Yes, she thought, as she ironed the chinos, however had she got involved with him? She recalled a party. At Vaclav and Bianchetta’s. A lot of noise. Impossible to hear what anyone was saying. Then out of the noise and the darkness, this lopsided smile had appeared, and handfuls of blond hair being brushed out of soft brown eyes. She had somehow got the impression as they talked that he was writing a history of sixteenth-century Tibet.
And he had been so modest about it.
* * *
Georgie stretched herself out on the lounger again. The sun was beginning to decline, but at least she didn’t have to cover anything up now.
She had the first premonitions of hunger for the next meal. She should have gone with Wilfred, she realized, at least as far as the nearest supermarket. Or asked him to buy something on his way and bring it back. She knew with a sudden absolute certainty that Oliver wasn’t going to come. What on earth was she going to do?
She suddenly thought she could hear something inside the villa. Footsteps … No. Nothing. Or…? No.
She felt the goose pimples spreading over her skin, even in the heat and light of day. The night was coming. And she was going to have to spend it here alone.
31
Wilfred lay facedown on the soft grass, watching his hand trailing in the stream in front of him. His fingers were softly undulating in time with the water weed around them. Yes, and there was the trout, flicking lazily through the weeds. He watched it edge nearer and nearer. He could feel its cold scales on his quietly tickling fingers. And then, whoosh! It was in his fist! In the air above his head! In the keep-bag he had improvised out of creeper! In the hot ashes of the oven! On the table under the stars! On the fork he was lifting up to her smiling lips …
“So,” said Stavros, nodding at the suitcase beside him, as the taxi bounced along down the unmade-up mountain road, “airport?”
Georgie’s smiling eyes were shining in the candlelight. She moved closer and closer to him. The trout had vanished from the picture. “Yes?” she whispered.

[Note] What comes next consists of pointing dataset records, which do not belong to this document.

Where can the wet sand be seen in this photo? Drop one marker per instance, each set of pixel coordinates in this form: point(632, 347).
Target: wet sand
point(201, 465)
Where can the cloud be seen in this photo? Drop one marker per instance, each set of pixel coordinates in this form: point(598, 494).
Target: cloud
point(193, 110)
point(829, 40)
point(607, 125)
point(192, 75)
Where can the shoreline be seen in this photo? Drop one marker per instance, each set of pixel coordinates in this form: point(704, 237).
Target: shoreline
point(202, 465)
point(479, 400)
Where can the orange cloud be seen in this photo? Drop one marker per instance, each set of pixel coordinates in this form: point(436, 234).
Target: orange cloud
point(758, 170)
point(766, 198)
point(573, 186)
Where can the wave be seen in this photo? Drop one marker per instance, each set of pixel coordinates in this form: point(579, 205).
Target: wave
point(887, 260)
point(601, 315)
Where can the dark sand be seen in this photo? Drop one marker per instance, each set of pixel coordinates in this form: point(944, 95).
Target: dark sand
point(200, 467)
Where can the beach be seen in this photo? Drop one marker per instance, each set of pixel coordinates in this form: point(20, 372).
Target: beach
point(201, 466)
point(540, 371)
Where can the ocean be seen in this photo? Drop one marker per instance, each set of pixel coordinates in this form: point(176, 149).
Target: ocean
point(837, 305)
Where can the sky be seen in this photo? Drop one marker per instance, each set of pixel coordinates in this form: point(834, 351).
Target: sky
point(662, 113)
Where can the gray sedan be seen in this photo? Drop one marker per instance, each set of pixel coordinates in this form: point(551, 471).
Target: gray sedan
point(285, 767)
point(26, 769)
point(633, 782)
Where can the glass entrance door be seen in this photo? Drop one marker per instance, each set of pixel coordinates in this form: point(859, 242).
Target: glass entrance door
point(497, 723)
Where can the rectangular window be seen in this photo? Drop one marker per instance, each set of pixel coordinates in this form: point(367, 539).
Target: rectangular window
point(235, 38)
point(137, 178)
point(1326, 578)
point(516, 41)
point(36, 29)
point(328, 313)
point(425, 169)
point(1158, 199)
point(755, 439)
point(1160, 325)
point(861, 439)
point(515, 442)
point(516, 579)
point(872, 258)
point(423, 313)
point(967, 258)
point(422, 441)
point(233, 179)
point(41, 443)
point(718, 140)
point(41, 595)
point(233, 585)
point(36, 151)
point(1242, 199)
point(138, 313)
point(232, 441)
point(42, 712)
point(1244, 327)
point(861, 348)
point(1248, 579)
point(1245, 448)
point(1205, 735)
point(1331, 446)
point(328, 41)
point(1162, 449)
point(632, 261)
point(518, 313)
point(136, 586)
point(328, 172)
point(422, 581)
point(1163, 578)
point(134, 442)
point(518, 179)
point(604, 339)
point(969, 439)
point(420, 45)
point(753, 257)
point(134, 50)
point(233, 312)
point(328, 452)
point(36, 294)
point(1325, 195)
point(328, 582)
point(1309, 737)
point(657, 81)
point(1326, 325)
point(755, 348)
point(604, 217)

“Yes,” said Wilfred. “Yes. Yes!”
“Not a problem,” said Stavros.
Not a problem. Wilfred slowly emerged into the light of day. Stavros. Of course. Taxi. And he himself was not Wilfred, sharing home-caught trout under the stars with Georgie, but Dr. Wilfred, on his way to give the Fred Toppler Lecture at the Fred Toppler Foundation.
They bounced on down the hillside. He was flung sideways by the hairpin bends, and up against the roof by the potholes; he had presumably been flung around in much the same way ever since they had left the villa, but had been too involved with the trout to notice. Now that he was conscious of his surroundings, though, he realized that in the air-conditioned chill of the taxi his wet clothes were hanging noticeably dank upon him.
He dragged his suitcase over from the front seat. There was something subtly alien about it. And even before he had lifted the flap of the luggage tag to check he knew with a sudden dull certainty what it would say. It wouldn’t be Dr. Norman Wilfred. It would be exactly what it had been before.